Marlfield House was the former residence of the Bagwells, a wealthy and politically influential Irish Unionist family in south Tipperary from the eighteenth to the twentieth centuries.

It is located about three kilometres west of the town of Clonmel on the northern bank of the River Suir. It was built by John Bagwell in 1785. The main entrance gate, considered of exceptional quality, was designed by the local architect William Tinsley and the conservatory by Richard Turner. In January 1923, the main house was badly damaged in an arson attack by anti-Treaty IRA forces during the Irish Civil War. The fire destroyed the library and historical papers of historian Richard Bagwell. It was targeted because of Bagwell's son John Philip Bagwell was a Senator in the new Irish Free State.

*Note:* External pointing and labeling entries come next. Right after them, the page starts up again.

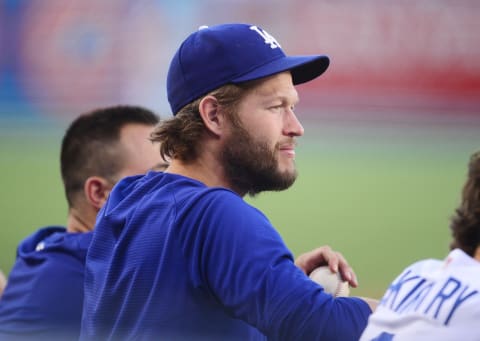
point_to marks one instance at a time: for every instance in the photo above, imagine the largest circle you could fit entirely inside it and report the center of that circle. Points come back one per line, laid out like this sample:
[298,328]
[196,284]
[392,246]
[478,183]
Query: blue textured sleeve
[242,261]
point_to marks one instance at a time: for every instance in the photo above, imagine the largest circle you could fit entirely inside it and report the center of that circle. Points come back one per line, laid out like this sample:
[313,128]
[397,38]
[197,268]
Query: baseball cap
[232,53]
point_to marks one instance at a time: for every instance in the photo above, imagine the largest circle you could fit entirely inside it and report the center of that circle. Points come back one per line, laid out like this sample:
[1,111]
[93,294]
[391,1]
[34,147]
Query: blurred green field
[380,194]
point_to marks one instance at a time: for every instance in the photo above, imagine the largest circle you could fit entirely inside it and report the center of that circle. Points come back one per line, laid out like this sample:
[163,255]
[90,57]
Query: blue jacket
[174,259]
[44,295]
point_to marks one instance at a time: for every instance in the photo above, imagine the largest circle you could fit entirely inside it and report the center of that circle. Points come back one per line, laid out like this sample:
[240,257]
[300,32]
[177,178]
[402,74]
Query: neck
[476,255]
[78,222]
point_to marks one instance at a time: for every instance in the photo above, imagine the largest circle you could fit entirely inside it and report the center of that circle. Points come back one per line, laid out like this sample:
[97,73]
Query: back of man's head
[91,145]
[465,224]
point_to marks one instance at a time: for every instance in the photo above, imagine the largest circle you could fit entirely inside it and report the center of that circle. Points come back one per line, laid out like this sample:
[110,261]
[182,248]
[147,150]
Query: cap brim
[303,68]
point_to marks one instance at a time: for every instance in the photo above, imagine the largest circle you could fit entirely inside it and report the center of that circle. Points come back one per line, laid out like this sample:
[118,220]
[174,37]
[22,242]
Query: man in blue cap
[180,255]
[44,296]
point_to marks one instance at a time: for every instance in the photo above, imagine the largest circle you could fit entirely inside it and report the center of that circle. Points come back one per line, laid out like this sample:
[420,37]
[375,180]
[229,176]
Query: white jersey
[430,300]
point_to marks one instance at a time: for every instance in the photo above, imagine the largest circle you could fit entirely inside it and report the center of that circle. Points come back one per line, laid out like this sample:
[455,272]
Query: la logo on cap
[269,39]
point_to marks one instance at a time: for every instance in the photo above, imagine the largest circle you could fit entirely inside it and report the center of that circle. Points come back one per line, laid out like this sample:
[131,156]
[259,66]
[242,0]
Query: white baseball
[331,282]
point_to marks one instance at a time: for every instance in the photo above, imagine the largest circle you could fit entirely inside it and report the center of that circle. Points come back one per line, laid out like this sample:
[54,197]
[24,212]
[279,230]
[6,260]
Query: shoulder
[56,245]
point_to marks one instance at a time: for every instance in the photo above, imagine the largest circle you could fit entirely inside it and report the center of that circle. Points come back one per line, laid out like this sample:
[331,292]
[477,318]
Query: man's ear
[97,190]
[211,115]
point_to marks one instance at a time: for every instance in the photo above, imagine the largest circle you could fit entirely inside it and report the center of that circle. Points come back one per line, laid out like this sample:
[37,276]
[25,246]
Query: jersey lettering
[270,40]
[438,301]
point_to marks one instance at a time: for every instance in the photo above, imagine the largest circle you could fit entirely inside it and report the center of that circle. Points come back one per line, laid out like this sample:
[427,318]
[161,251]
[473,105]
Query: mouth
[288,150]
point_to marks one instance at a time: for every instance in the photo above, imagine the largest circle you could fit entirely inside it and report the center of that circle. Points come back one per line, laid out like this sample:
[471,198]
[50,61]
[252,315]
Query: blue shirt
[44,295]
[174,259]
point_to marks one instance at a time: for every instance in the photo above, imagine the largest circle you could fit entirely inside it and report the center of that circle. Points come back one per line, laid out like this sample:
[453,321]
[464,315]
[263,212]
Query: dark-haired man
[435,299]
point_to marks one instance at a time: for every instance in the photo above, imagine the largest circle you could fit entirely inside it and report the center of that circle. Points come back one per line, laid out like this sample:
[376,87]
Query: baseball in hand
[331,282]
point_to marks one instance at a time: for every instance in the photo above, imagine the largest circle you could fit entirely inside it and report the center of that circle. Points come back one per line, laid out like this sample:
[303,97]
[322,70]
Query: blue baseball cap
[231,53]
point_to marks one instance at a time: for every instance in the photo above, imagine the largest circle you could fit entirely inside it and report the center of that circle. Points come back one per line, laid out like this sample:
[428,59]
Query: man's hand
[324,255]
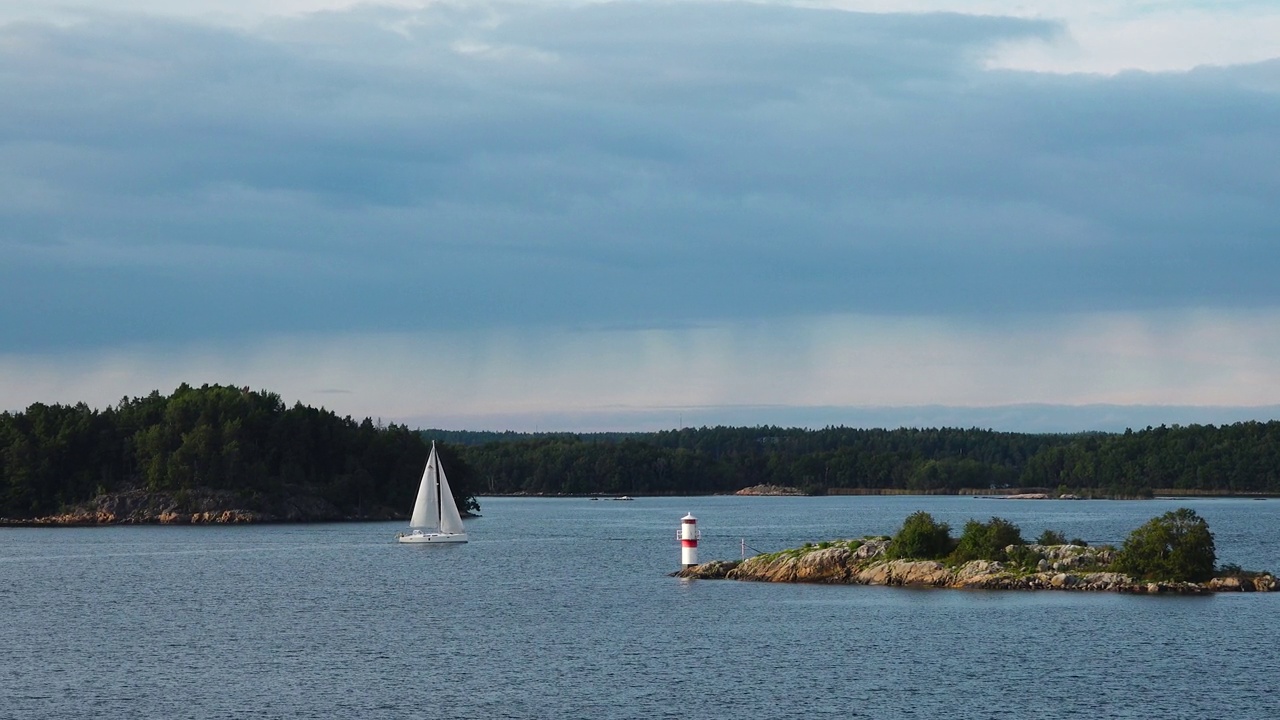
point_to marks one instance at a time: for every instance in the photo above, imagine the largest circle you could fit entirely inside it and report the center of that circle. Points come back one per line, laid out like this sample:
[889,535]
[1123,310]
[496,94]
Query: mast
[437,479]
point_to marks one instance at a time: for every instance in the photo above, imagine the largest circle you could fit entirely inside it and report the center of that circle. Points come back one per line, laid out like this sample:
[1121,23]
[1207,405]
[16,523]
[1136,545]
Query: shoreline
[865,563]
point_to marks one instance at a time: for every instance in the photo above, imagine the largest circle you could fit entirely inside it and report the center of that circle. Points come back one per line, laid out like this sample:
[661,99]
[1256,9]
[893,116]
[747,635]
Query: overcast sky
[647,214]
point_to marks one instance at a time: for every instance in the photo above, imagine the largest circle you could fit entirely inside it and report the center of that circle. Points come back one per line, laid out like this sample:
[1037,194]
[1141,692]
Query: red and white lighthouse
[689,536]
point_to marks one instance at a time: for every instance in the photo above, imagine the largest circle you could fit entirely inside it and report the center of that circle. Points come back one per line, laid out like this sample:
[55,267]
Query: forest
[225,437]
[211,437]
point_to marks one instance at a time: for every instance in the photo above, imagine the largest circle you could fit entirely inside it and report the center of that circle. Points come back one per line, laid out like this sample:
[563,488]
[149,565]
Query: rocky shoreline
[200,507]
[769,490]
[864,563]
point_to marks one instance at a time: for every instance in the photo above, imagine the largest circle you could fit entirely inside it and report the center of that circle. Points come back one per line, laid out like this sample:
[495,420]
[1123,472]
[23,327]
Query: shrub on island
[1175,546]
[987,541]
[920,538]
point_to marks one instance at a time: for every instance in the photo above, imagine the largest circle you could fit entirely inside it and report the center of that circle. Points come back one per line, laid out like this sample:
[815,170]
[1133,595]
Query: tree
[920,538]
[987,541]
[1175,546]
[1051,537]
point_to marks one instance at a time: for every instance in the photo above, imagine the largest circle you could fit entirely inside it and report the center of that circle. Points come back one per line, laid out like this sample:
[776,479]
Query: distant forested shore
[229,454]
[1239,459]
[214,454]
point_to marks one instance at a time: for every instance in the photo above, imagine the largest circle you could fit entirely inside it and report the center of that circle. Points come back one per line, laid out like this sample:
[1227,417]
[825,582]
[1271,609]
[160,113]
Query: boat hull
[419,537]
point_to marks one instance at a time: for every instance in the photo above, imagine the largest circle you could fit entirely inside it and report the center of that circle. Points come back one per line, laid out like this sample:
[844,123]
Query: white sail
[425,507]
[435,515]
[449,519]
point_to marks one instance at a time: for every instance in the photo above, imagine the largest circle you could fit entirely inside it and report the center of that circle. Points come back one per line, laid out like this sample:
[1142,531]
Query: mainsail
[434,509]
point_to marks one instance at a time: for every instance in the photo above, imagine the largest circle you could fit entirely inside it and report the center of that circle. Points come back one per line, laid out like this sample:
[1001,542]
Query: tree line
[224,437]
[215,437]
[1243,458]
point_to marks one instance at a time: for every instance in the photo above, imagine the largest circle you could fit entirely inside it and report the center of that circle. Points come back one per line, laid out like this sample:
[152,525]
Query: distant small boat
[435,515]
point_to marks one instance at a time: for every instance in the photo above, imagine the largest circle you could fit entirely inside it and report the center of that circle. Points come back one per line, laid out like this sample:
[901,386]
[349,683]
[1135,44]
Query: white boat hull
[415,537]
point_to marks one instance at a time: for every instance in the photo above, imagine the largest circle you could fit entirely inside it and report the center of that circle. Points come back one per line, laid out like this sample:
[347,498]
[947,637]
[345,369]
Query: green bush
[920,538]
[1176,546]
[1051,537]
[987,541]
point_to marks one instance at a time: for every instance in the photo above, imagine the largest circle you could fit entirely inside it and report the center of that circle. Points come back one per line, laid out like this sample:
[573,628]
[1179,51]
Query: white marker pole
[689,536]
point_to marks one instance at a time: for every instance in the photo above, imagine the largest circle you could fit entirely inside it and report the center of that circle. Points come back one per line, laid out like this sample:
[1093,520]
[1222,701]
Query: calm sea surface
[563,609]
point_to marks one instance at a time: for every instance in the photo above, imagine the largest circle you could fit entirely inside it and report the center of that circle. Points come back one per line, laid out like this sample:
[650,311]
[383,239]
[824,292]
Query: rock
[769,490]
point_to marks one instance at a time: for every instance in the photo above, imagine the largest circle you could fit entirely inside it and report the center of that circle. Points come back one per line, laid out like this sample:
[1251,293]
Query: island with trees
[214,454]
[1170,554]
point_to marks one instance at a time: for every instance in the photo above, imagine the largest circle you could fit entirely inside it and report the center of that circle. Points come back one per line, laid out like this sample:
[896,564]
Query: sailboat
[435,515]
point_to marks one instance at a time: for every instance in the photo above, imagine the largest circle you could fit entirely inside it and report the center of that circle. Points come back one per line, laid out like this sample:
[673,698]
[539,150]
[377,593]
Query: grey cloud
[626,163]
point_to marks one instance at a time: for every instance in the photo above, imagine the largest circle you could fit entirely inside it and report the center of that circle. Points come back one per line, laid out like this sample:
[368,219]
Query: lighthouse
[689,536]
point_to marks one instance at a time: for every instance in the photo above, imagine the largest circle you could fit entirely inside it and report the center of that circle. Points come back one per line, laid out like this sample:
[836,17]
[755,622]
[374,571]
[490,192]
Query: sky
[639,214]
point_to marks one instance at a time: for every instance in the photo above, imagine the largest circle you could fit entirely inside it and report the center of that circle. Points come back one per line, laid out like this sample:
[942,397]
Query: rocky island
[769,490]
[1168,555]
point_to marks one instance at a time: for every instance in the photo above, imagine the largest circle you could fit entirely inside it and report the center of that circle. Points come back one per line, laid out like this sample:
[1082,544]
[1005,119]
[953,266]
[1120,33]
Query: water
[563,609]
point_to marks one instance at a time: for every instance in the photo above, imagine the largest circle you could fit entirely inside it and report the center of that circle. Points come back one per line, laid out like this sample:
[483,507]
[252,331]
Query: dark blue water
[563,609]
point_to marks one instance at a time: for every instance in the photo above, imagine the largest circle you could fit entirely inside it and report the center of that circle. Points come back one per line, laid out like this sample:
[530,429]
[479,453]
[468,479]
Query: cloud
[630,206]
[635,163]
[1064,374]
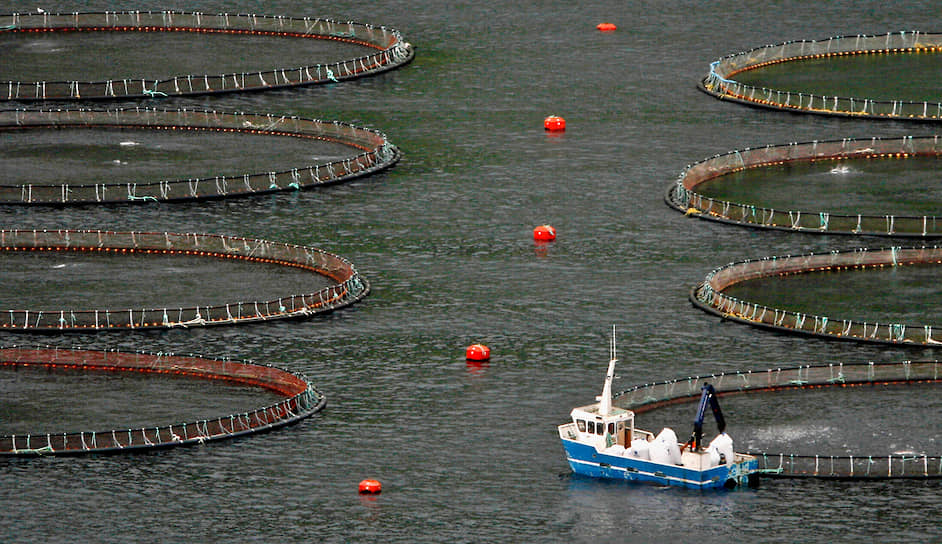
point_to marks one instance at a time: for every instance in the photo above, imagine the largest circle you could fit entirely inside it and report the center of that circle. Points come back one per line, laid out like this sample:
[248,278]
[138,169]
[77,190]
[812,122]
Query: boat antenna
[605,400]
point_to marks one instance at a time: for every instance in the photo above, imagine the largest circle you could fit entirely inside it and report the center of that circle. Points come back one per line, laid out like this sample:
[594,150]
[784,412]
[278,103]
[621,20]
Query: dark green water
[470,453]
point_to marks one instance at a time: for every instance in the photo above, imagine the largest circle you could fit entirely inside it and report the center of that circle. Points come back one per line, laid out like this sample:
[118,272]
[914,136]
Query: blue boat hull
[585,460]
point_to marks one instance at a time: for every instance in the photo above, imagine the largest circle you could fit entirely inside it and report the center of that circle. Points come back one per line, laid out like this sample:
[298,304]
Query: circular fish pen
[366,151]
[709,296]
[346,285]
[301,400]
[387,50]
[720,81]
[651,396]
[683,196]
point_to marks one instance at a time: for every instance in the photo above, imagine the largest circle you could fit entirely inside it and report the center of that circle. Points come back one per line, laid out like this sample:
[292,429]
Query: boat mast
[605,401]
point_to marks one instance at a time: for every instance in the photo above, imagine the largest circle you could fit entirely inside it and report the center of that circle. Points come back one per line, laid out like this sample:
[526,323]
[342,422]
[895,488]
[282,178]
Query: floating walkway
[301,401]
[370,152]
[347,285]
[720,81]
[391,52]
[647,397]
[682,195]
[709,296]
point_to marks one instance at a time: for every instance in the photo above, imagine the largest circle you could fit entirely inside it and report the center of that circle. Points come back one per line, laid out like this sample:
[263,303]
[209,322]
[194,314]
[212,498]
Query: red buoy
[370,487]
[478,352]
[554,123]
[544,233]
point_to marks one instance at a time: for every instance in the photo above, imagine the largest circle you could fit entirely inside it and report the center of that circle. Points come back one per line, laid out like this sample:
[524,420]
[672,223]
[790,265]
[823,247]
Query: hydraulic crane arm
[707,396]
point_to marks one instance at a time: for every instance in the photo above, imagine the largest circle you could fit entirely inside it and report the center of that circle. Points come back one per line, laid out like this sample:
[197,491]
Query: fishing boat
[601,441]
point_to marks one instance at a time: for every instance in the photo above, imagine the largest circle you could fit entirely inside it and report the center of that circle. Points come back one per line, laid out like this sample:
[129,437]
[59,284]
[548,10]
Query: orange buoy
[554,123]
[370,487]
[478,352]
[544,233]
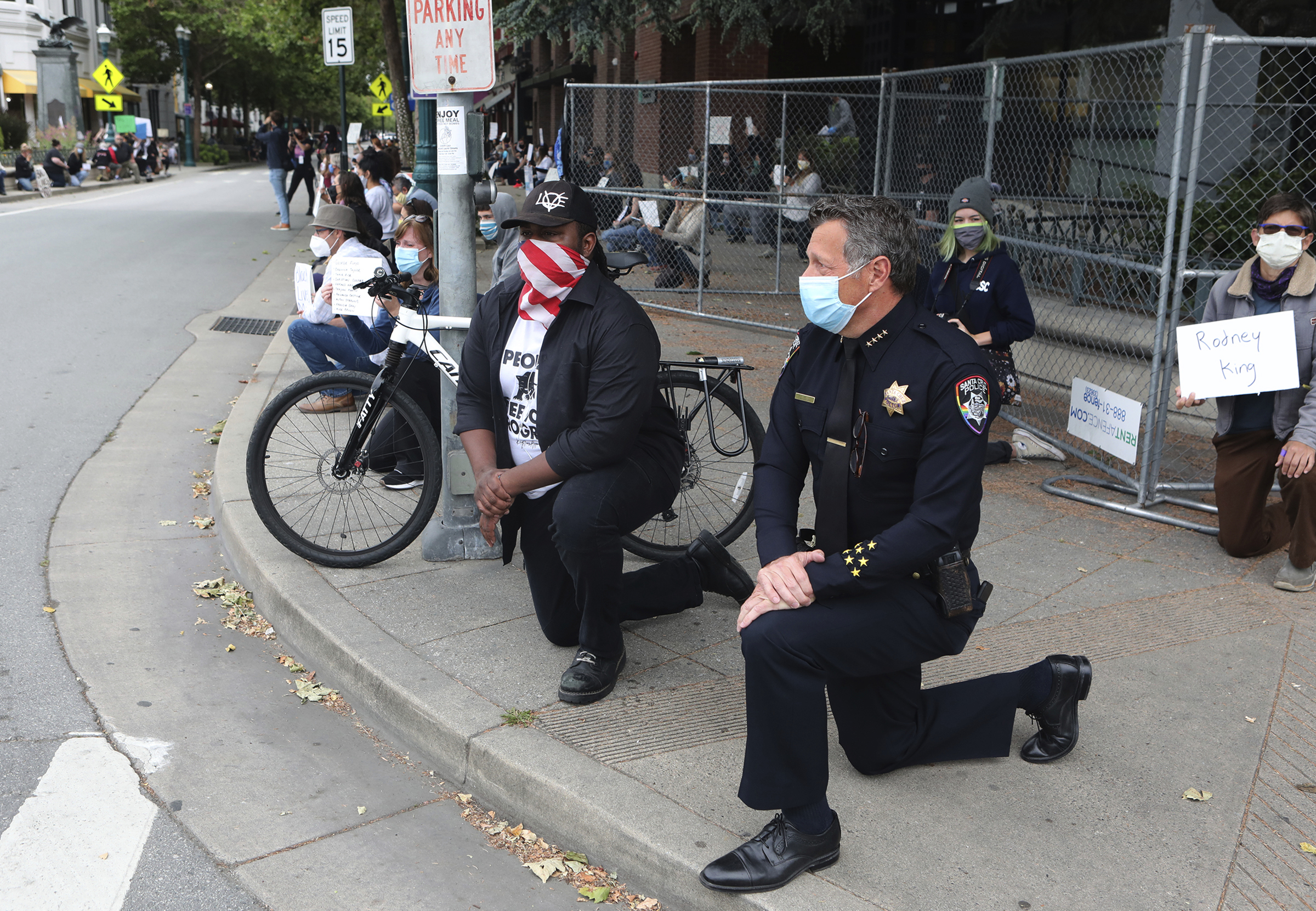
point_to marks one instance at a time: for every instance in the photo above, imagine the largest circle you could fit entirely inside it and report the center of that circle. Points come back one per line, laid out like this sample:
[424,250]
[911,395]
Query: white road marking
[76,843]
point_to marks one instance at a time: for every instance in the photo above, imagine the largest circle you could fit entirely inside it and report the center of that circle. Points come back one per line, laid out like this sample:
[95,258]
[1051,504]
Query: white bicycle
[308,473]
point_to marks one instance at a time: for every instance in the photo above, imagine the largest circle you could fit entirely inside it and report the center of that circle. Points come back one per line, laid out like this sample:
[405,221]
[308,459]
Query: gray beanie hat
[974,194]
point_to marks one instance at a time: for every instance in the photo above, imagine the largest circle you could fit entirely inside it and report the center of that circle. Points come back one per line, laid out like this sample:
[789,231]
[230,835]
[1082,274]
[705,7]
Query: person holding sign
[977,287]
[1260,432]
[321,337]
[574,445]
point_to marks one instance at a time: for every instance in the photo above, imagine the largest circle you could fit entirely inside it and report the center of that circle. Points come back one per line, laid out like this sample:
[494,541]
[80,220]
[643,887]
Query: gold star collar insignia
[894,399]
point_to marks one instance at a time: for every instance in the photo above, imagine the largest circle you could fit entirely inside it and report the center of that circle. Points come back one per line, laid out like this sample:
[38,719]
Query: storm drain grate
[247,326]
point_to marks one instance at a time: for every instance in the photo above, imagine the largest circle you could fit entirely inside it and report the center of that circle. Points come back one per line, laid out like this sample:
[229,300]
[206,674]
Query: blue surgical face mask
[821,299]
[407,260]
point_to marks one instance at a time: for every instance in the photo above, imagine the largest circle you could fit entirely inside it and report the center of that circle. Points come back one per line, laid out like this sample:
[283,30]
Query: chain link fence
[1127,179]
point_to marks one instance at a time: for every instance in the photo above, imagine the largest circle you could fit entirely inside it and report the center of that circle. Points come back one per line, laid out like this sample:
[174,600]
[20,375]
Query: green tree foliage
[591,23]
[260,54]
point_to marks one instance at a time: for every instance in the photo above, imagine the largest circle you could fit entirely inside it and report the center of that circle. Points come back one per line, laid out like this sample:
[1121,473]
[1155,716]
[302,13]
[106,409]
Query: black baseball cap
[556,203]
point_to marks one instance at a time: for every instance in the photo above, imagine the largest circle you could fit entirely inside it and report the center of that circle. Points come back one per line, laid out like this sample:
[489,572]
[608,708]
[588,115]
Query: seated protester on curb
[890,410]
[1258,433]
[574,445]
[56,165]
[508,240]
[979,290]
[394,445]
[321,339]
[23,172]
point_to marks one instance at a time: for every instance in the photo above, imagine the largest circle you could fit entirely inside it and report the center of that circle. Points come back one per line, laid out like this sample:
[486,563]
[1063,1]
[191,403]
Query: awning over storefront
[20,82]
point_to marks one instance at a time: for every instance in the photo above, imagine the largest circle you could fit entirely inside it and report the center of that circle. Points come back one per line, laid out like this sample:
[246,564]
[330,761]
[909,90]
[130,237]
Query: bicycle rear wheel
[716,491]
[356,520]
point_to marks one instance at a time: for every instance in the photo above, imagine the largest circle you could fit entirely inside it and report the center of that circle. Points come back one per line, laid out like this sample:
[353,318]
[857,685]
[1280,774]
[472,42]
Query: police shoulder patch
[973,395]
[795,347]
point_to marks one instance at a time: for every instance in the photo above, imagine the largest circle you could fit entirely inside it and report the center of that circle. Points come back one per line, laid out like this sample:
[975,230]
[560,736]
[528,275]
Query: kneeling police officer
[890,409]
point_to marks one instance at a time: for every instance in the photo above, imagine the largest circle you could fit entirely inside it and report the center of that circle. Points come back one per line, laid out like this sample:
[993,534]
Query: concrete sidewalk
[1188,644]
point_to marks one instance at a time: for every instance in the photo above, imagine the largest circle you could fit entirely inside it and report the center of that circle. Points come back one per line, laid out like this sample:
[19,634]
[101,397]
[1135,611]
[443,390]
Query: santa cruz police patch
[973,397]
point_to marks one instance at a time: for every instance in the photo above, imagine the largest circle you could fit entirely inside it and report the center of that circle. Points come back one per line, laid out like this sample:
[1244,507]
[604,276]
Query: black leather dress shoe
[1057,718]
[719,572]
[773,857]
[590,678]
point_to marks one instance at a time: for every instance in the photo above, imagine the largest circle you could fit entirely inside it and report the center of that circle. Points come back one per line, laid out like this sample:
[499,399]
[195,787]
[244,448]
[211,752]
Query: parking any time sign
[452,45]
[339,45]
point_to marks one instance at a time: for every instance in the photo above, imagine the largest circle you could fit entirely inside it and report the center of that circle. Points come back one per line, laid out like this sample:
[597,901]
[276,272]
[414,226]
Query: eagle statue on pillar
[57,30]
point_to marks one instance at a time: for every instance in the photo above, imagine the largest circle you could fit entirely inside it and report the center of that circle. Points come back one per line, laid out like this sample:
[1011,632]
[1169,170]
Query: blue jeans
[326,347]
[280,181]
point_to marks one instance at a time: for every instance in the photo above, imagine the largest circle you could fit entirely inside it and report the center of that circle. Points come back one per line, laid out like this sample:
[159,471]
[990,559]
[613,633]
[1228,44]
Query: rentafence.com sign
[1239,357]
[1106,419]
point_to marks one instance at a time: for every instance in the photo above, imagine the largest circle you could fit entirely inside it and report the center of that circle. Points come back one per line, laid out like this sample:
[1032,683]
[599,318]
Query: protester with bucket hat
[574,445]
[977,287]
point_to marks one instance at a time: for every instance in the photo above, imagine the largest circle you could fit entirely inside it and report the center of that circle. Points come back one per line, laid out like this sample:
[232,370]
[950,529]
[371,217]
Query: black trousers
[299,174]
[864,653]
[571,543]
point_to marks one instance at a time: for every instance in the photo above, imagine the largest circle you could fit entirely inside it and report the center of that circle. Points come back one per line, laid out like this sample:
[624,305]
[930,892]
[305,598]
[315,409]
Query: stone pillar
[57,89]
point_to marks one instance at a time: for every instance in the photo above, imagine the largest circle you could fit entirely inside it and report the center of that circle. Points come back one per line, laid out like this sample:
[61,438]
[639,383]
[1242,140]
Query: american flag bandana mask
[551,271]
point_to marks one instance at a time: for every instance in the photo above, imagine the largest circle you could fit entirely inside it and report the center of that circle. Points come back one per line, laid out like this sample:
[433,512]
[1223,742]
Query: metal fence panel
[1128,178]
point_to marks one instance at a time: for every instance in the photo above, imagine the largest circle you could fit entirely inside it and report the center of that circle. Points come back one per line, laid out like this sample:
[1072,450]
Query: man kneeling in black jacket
[573,443]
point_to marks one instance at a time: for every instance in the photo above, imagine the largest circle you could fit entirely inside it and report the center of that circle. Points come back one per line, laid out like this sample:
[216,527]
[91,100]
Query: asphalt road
[251,800]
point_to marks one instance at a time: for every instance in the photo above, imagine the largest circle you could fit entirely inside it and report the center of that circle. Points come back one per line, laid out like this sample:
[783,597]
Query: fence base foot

Following that conflict it was rebuilt and remained in Bagwell hands until the 1970s when it and the surrounding park and estate lands were sold. The first and second floors have since been converted into twelve apartments.

==Notable occupants==
- John Bagwell (1751–1816). Representative for Tipperary in the Irish House of Commons.
- William Bagwell (1776–1826). MP for Clonmel at the House of Commons.
- John Bagwell (1811–1883). Nephew of William. MP for Clonmel between 1857 and 1874.
- Richard Bagwell (1840–1918). Noted historian of the Stuart and Tudor periods in Ireland,
- John Philip Bagwell (1874–1946). Railway executive and Irish Free State Senator.